Helper: rating extraction

fn extract_rating_word(class_attr: &str) -> String {
    // Split the class attribute into individual class names
    // Example input: "star-rating Three"
    class_attr
        .split_whitespace()
        // Ignore the base "star-rating" class
        // The remaining class represents the actual rating
        .find(|c| *c != "star-rating")
        // Fallback if the rating class is missing
        .unwrap_or("Unknown")
        .to_string()
}

This turns "star-rating Three" into "Three".

If you want to export CSV later, the flow stays exactly the same: extract into Vec<Book>, then write rows with the csv crate.

If you're curious how browser automation scrapes pages in a different ecosystem, this is a useful comparison: Using Watir to automate web browsers with Ruby.

Using Rust with a web scraping API

At some point, most Rust devs stop building everything from scratch. Not because Rust web scraping is weak, but because some sites are simply hard to deal with:

pages rendered entirely with JavaScript
unstable or hashed CSS classes
aggressive bot protection
large-scale scraping where IPs burn quickly

You can handle all of this yourself, but it often adds a lot of complexity. A Web Scraping API removes that overhead by handling rendering, proxies, retries, and blocking for you. Rust stays focused on what it does best: fetching, parsing, and processing data.

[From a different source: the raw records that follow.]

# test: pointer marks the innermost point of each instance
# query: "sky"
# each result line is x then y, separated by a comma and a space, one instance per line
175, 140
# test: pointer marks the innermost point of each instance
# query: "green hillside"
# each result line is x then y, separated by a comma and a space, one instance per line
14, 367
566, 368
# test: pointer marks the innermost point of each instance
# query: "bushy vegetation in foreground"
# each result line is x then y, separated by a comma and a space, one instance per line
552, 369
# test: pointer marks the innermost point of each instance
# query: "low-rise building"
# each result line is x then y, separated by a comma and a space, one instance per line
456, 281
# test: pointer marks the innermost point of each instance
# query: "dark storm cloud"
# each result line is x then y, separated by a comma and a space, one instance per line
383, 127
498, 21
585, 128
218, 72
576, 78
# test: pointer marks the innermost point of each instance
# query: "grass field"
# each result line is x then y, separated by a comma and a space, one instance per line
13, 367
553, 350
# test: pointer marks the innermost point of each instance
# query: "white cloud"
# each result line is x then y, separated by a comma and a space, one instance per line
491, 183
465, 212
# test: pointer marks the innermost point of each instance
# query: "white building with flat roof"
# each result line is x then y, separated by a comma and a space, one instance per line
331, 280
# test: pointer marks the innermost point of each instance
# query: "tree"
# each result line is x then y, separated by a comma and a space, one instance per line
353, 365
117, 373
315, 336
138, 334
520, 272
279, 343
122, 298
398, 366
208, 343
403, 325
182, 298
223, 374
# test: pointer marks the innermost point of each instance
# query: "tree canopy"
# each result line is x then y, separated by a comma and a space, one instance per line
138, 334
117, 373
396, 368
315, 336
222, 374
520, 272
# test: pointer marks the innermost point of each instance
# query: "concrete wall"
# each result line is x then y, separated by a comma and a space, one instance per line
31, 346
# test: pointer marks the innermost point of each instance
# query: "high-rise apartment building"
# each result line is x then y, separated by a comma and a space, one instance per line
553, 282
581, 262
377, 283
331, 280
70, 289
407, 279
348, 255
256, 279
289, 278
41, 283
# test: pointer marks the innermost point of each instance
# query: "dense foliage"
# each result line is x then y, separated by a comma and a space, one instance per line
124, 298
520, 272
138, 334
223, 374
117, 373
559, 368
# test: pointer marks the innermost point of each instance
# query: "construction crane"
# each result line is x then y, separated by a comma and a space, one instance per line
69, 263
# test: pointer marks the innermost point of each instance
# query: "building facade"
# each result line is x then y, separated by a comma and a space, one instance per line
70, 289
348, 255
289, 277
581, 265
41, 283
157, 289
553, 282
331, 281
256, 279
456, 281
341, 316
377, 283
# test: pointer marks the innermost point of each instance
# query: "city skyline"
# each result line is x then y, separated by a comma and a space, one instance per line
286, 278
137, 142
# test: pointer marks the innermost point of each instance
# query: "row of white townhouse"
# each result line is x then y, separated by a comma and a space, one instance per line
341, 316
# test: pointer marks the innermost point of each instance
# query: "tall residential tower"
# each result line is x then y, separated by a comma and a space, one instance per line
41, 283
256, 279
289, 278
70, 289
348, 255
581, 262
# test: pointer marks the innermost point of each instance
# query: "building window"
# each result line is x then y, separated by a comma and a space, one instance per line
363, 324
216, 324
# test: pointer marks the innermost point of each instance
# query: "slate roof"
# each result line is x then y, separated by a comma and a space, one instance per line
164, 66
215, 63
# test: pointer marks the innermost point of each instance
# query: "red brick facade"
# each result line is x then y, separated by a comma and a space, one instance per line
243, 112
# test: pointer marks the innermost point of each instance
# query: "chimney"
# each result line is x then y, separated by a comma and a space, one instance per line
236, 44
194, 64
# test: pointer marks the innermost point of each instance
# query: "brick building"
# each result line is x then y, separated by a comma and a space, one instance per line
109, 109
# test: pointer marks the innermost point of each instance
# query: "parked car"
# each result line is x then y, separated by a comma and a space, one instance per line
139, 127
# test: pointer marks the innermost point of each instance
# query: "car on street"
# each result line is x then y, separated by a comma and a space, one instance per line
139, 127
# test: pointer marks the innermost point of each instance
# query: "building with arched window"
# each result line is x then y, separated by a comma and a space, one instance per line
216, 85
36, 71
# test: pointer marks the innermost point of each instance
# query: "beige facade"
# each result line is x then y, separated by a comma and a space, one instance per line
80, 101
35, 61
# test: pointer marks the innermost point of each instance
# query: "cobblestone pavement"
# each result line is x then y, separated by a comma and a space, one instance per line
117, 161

Tools like ScrapingBee fit naturally into this workflow. You send a URL, get back clean HTML or JSON, and keep your Rust code simple.

Example: Scraping car listings

Car marketplaces are a classic "don't do this the hard way" case.

They usually:

load listings with JavaScript
use hashed or auto-generated CSS classes
change markup without warning
block plain HTTP clients pretty aggressively

Webmotors is a good example of this kind of site.

Instead of scraping it directly, we'll do the sane thing:

request the page through a ScrapingBee API (with JavaScript rendering enabled)
get back fully rendered HTML
parse it with Rust like a normal page
extract a few basic fields
print a quick summary

Same Rust parsing logic as before: just a smarter way to fetch the page.

Step 1: Fetch rendered HTML

Here we don't hit the site directly. We request the page through the API and ask it to behave like a real browser.

JavaScript rendering and premium proxies are enabled so we get the final, fully loaded HTML, not an empty shell.

pub async fn fetch_rendered_html_debug(
    target_url: &str,
) -> Result<String, Box<dyn std::error::Error>> {
    // API key is read from env so it's not hardcoded in source
    let api_key = env::var("SCRAPINGBEE_API_KEY")?;

    // Basic User-Agent to look like a normal client
    let mut headers = HeaderMap::new();
    headers.insert(USER_AGENT, "rust-web-scraper/0.1".parse()?);

    // Reusable HTTP client with a long timeout
    // JS rendering can take a few seconds on complex pages
    let client: Client = Client::builder()
        .default_headers(headers)
        .timeout(Duration::from_secs(90))
        .build()?;

    // --- Debug request: take a screenshot ---
    // This helps verify that the page actually rendered
    println!("Requesting screenshot (debug_wait.png)...");
    let screenshot_res = client
        .get("https://app.scrapingbee.com/api/v1/")
        .query(&[
            ("api_key", api_key.as_str()),
            ("url", target_url),
            ("render_js", "true"),
            ("premium_proxy", "true"),
            // wait until a known element appears in the DOM
            ("wait_for", r#"p[data-qa="research_container"]"#),
            ("screenshot", "true"),
        ])
        .send()
        .await?;

    println!("Screenshot status: {}", screenshot_res.status());
    let screenshot_res = screenshot_res.error_for_status()?;
    let bytes = screenshot_res.bytes().await?;
    std::fs::write("debug_wait.png", &bytes)?;
    println!("Saved screenshot to debug_wait.png");

    // --- Actual HTML request ---
    println!("Requesting HTML (with wait_for)...");
    let res = client
        .get("https://app.scrapingbee.com/api/v1/")
        .query(&[
            ("api_key", api_key.as_str()),
            ("url", target_url),
            ("render_js", "true"),
            ("premium_proxy", "true"),
            ("wait_for", r#"p[data-qa="research_container"]"#),
        ])
        .send()
        .await?;

    println!("HTML status: {}", res.status());
    let res = res.error_for_status()?;
    Ok(res.text().await?)
}

What's important here:

render_js=true makes the API execute JavaScript like a real browser
wait_for ensures the page is actually ready before HTML is returned
Screenshots are optional, but extremely useful when debugging selectors

From Rust's point of view, this is still just an HTTP request returning HTML. Once you have this HTML, everything else works exactly like normal Rust web scraping.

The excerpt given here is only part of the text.